Electron transport through aluminum oxide tunnel barriers and OPE-based molecular junctions

This work presents results of a study of electron transport through aluminum-oxide based tunnel barriers and single-molecule transistors. Both systems have the potential for a dramatic increase of the density and performance of integrated circuits with critical dimensions well below the scaling limits of the conventional semiconductor technology.
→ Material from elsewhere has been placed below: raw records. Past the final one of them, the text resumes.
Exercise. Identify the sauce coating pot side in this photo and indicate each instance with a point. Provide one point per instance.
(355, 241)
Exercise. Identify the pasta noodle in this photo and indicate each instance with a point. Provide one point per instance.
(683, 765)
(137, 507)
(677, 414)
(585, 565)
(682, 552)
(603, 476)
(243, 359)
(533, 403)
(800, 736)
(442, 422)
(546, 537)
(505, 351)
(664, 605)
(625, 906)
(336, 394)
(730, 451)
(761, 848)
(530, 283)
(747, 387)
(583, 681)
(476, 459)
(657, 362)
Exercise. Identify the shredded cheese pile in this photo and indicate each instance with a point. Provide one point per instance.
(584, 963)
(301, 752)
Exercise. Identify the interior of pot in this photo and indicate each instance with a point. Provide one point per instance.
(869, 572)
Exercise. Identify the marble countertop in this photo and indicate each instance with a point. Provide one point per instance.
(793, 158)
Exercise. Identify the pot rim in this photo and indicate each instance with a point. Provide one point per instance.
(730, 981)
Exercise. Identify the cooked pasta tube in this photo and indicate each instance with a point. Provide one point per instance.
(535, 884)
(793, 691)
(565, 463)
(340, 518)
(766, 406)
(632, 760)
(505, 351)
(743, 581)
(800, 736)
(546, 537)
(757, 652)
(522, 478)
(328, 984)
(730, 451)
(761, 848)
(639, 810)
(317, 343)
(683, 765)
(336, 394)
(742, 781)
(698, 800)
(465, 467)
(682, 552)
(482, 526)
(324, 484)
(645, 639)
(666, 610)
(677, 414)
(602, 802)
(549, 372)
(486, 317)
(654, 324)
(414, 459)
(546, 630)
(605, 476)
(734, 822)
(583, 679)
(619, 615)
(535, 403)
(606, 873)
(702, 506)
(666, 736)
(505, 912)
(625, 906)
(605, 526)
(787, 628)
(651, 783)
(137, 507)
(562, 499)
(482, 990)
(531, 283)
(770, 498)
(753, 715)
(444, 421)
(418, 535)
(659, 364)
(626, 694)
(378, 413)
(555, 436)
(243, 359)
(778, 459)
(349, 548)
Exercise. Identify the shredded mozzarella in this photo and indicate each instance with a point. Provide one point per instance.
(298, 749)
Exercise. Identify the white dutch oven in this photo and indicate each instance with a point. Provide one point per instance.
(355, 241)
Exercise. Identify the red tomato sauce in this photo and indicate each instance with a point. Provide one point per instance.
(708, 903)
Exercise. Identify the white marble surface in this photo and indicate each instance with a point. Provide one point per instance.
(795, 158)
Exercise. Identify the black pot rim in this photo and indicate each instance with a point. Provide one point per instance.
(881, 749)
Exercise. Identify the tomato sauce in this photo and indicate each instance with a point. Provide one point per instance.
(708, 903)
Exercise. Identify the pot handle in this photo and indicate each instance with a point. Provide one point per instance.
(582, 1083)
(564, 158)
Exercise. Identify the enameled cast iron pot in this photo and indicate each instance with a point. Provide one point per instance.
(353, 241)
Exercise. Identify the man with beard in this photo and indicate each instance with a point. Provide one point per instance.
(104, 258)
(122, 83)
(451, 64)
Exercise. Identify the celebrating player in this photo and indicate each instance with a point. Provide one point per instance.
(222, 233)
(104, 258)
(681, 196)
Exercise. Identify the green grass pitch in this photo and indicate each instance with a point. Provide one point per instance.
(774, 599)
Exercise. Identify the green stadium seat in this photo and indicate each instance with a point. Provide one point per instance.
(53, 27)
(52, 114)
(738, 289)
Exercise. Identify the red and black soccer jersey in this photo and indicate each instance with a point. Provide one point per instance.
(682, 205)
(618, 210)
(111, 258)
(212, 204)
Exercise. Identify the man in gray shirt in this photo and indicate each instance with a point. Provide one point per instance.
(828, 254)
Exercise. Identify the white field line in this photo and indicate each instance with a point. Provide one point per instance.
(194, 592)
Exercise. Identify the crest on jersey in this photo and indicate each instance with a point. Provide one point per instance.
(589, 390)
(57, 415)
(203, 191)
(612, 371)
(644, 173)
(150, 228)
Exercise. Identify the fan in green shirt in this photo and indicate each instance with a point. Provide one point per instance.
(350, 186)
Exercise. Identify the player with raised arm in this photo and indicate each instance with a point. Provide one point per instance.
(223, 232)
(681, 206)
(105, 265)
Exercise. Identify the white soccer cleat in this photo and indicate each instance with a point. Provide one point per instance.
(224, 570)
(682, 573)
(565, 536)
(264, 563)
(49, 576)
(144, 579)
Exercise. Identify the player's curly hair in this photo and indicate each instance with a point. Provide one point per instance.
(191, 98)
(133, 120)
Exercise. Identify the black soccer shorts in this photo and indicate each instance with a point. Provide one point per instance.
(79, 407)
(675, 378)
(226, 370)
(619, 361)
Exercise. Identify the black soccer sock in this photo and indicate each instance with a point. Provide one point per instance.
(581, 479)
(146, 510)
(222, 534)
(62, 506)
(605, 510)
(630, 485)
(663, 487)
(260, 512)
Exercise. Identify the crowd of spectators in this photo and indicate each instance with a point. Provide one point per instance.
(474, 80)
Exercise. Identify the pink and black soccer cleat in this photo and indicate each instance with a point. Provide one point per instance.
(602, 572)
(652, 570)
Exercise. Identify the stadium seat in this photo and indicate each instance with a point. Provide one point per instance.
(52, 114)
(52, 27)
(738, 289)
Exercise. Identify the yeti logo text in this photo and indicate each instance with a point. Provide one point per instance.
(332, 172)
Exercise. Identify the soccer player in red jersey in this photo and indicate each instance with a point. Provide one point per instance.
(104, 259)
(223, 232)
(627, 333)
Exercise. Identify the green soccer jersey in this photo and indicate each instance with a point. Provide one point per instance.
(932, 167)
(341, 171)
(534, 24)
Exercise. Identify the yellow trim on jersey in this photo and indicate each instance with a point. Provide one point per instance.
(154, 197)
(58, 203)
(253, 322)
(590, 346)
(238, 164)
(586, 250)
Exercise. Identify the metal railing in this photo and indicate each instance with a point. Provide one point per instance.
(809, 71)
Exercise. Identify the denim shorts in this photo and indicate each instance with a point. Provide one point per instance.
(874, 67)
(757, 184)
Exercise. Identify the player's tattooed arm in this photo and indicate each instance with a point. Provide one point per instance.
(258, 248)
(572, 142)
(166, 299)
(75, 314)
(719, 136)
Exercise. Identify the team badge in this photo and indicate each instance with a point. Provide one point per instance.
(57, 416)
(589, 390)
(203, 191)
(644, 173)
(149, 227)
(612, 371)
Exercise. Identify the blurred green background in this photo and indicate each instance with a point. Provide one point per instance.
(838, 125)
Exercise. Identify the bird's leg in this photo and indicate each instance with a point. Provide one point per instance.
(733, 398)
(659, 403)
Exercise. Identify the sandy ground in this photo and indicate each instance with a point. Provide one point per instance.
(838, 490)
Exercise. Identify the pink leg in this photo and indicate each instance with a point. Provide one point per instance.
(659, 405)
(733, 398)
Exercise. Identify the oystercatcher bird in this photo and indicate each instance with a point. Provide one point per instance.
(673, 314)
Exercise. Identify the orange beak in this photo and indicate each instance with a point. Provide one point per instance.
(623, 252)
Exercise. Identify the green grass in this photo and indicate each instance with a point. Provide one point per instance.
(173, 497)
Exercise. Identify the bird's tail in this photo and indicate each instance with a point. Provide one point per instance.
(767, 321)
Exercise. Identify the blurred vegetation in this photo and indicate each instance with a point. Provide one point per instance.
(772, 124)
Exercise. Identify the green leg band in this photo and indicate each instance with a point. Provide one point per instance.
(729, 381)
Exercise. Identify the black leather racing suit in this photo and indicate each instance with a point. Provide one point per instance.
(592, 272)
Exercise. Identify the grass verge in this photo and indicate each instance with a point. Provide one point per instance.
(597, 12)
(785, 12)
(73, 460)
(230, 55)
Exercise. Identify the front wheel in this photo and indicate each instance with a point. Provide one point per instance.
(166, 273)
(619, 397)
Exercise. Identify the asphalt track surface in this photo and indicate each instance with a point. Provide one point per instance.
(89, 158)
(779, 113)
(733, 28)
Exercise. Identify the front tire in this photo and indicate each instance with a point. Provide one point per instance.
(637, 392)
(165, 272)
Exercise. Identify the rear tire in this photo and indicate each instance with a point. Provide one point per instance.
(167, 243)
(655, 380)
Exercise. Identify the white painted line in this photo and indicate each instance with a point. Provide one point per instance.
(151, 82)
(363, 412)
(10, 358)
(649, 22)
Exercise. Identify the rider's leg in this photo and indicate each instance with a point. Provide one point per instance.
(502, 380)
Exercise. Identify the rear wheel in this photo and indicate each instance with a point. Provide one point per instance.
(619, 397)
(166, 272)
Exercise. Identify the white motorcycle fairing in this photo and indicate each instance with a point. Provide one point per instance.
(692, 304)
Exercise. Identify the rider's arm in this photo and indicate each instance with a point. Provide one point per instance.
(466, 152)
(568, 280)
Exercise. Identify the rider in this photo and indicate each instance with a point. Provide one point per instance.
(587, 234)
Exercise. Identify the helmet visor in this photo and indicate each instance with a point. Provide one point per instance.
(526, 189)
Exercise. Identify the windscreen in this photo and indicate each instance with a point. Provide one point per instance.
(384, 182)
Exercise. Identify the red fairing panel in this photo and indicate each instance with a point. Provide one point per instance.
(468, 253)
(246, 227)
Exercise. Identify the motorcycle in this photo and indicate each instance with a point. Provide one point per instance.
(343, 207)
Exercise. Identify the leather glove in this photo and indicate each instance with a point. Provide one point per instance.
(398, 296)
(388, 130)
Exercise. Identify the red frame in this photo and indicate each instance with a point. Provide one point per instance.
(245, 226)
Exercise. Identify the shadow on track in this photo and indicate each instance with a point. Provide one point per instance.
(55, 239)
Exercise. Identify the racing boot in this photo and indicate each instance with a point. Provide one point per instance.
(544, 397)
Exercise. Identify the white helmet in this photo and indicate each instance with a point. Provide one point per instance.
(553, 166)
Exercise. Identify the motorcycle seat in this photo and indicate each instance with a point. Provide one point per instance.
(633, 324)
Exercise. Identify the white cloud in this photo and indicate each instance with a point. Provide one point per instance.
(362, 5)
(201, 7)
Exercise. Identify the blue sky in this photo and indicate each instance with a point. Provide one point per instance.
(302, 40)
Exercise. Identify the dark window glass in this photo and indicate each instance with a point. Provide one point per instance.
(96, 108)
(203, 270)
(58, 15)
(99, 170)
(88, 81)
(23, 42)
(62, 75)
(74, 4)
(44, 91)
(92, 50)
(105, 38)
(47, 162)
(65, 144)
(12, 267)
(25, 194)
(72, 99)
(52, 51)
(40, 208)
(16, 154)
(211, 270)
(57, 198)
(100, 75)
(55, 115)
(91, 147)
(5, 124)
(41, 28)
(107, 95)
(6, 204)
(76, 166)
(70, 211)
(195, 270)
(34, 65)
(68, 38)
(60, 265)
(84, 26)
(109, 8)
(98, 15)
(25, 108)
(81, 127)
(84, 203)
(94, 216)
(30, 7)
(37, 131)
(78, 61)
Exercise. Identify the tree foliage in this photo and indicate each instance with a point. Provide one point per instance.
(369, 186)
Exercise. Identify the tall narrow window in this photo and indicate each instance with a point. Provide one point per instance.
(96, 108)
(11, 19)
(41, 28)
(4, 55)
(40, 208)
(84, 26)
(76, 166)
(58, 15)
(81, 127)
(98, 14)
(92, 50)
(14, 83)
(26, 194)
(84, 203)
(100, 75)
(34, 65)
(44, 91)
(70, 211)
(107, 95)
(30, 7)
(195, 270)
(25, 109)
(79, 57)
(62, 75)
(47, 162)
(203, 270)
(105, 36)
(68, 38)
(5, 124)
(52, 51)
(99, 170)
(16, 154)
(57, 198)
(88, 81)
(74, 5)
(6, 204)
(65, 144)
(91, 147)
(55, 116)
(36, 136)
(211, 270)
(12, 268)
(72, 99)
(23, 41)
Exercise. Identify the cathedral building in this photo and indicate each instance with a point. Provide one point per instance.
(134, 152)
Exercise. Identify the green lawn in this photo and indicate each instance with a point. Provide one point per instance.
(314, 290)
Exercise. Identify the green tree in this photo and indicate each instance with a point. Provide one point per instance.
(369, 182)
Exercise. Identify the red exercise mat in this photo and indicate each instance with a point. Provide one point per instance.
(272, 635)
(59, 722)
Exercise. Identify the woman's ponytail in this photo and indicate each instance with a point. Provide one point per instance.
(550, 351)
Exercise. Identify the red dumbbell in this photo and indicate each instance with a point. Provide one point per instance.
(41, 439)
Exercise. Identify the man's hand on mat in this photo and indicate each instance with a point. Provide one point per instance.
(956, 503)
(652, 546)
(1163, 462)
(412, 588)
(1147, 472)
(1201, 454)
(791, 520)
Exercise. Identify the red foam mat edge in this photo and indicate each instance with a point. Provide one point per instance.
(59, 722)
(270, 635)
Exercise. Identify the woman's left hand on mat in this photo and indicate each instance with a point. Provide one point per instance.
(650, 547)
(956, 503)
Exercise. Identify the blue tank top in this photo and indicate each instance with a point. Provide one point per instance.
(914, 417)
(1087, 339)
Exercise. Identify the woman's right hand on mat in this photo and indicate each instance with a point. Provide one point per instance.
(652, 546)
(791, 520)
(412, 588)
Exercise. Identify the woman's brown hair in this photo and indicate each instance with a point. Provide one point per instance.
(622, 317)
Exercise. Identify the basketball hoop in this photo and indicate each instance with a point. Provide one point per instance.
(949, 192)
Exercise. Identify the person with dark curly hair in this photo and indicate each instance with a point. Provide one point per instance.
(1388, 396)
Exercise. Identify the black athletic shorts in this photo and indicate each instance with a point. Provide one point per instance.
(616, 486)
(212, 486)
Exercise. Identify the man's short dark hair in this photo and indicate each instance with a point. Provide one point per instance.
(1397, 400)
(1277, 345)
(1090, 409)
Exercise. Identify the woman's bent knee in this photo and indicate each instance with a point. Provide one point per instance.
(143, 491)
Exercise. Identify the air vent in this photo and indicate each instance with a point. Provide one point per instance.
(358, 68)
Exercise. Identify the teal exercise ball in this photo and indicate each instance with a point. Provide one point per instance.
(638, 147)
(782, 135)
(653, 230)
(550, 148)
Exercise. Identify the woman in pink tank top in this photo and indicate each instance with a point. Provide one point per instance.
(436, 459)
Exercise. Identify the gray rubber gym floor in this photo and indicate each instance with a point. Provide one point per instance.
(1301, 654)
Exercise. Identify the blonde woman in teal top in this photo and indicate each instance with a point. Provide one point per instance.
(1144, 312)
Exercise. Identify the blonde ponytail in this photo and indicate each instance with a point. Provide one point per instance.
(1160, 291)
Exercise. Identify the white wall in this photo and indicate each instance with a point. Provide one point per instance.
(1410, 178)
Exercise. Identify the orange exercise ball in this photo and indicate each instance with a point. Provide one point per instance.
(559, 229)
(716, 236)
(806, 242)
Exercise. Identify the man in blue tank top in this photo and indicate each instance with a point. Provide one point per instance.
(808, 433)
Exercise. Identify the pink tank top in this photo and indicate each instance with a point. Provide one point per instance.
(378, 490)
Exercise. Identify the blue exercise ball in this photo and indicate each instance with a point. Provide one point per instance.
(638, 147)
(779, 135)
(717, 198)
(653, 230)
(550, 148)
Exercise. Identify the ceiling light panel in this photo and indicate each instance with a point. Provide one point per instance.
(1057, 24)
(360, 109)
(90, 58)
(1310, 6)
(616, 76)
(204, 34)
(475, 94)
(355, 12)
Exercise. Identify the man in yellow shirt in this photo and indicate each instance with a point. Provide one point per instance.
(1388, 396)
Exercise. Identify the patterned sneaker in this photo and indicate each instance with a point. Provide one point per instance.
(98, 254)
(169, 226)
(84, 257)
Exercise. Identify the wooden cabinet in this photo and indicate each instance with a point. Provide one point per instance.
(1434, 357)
Studies of these two systems are also united by a common experimental approach - measurement of very small (down to 10 --14 A) currents within a broad temperature range (from 4.2 K to 350 K).;Electron transport through single molecular devices has been studied for structures of three types: (i) co-planar Au electrodes with 5-nm-scale gaps formed by e-beam lithography, (ii) co-planar Au electrodes with 1--2 nm-scale gaps formed by electromigration, and (iii) nanowires crosspoints with vertical gaps of 3 to 5 nm formed by under-etched aluminum oxide layers. Two types of Oligo(Phenylene Ethynylene) based molecules (with or without naphthalene diimide groups working as acceptors), capped with isocyanide terminal groups, have been investigated. For both molecules, nonlinear current-voltage curves with discrete current steps, due to tunneling through one or a few molecules, have been observed, and their dependences on the gate voltage and temperature have been studied in detail.;Key Words: electron transport, aluminum oxide, crested barrier, rapid thermal annealing, single-electron transistor, electromigration, molecular junction.;Transport properties of (Nb/)Al/AlOx/Nb tunnel barriers have been studied for structures formed by (i) thermal oxidation and (ii) plasma oxidation, before and after their rapid thermal post-annealing at temperatures up to 650°C. The post-annealing results in a substantial increase of the barrier height of the thermally formed aluminum oxide, which (within a broad range of RTA temperatures) may be substantially higher than that of the plasma-grown AlOx barriers. This fact, together with high endurance of annealed barriers under electric stress, may eventually lead to the fabrication of AlOx and SiO2/AlOx layered ("crested") barriers for advanced floating-gate memories.